Example: database column name change

Let’s say you have a model in your Rails application called Customer. The corresponding customers table has a column that someone has called fname.

Because you’re not a fan of making your code harder to work with through overabbreviation, you decide to alter the customers table and rename fname to first_name. (You also change any instances of fname to first_name in the Rails code.) You deploy this change and the database migration runs in production.

Problem: out-of-date Sidekiq code

Unfortunately, unless you restart the Sidekiq process, there will be a problem. At the time the Sidekiq process was started (and by “Sidekiq process” I of course mean the thing that runs when you run bundle exec sidekiq), the Rails code referred to a column called fname.

If you changed the column name without restarting Sidekiq, the code the Sidekiq process is running will be referring to the non-existent fname column and your application will break.

The fix is simple: restart Sidekiq each time you deploy. The way to achieve this, however, is not so simple.

How to get Sidekiq to restart

systemd and systemctl

Before we get into the specifics of how to get Sidekiq to restart, a little background is necessary.

You’ve probably run Linux commands before that look something like sudo service nginx restart. I’ve been running such commands for many years without understanding what the “service” part is all about.

The “service” part is related to a pair of Linux concepts, systemd and systemctl. In the words of the DigitalOcean article I just linked, systemd is “an init system and system manager” and systemctl is “the central management tool for controlling the init system”. To put it in something closer to layperson’s terms, systemd and systemctl are a way to manage processes in a convenient way.

Using systemd to manage Sidekiq

If we register Sidekiq as a service with systemd, we gain the ability to run commands like service sidekiq start, service sidekiq restart and service sidekiq stop.

Once we have that ability, restarting Sidekiq on each deployment is as simple as adding service sidekiq restart as a step in our deployment script.

Adding a sidekiq.service file

The first step in telling systemd about Sidekiq is to put a sidekiq.service file in a certain directory. Which directory depends on which Linux distribution you’re using. I use Ubuntu so my file goes at /lib/systemd/system/sidekiq.service.
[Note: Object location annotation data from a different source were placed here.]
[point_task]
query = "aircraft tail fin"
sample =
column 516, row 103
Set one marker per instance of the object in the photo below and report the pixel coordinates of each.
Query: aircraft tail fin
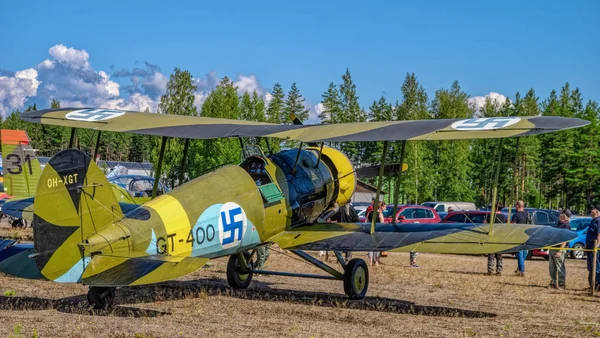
column 20, row 165
column 74, row 200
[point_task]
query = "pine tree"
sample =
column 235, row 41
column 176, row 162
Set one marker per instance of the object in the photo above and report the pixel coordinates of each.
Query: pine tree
column 332, row 105
column 178, row 100
column 454, row 184
column 222, row 102
column 275, row 111
column 294, row 104
column 351, row 112
column 246, row 107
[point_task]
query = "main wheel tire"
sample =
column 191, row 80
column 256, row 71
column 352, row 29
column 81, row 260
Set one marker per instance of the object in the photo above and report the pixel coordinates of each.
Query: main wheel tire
column 577, row 252
column 101, row 298
column 356, row 279
column 236, row 278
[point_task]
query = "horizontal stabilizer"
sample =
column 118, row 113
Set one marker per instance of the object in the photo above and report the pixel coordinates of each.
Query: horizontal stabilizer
column 15, row 260
column 438, row 238
column 197, row 127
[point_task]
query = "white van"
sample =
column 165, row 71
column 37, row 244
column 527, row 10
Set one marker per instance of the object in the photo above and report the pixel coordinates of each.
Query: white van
column 443, row 206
For the contents of the file you can use this sidekiq.service file from the Sidekiq repo as a starting point.

Important modifications to make to sidekiq.service

Change WorkingDirectory from /opt/myapp/current to the directory where your app is served from.

Change User=deploy and Group=deploy to whatever user and group you use for deployment.

If you’re using a version of Sidekiq that’s earlier than 6.0.6, you’ll need to change Type=notify to Type=simple and remove the WatchdogSec=5 line.

Bringing in environment variables

If your application depends on environment variables, which it of course almost certainly does, the Sidekiq process will need to be aware of those environment variable values in order to run.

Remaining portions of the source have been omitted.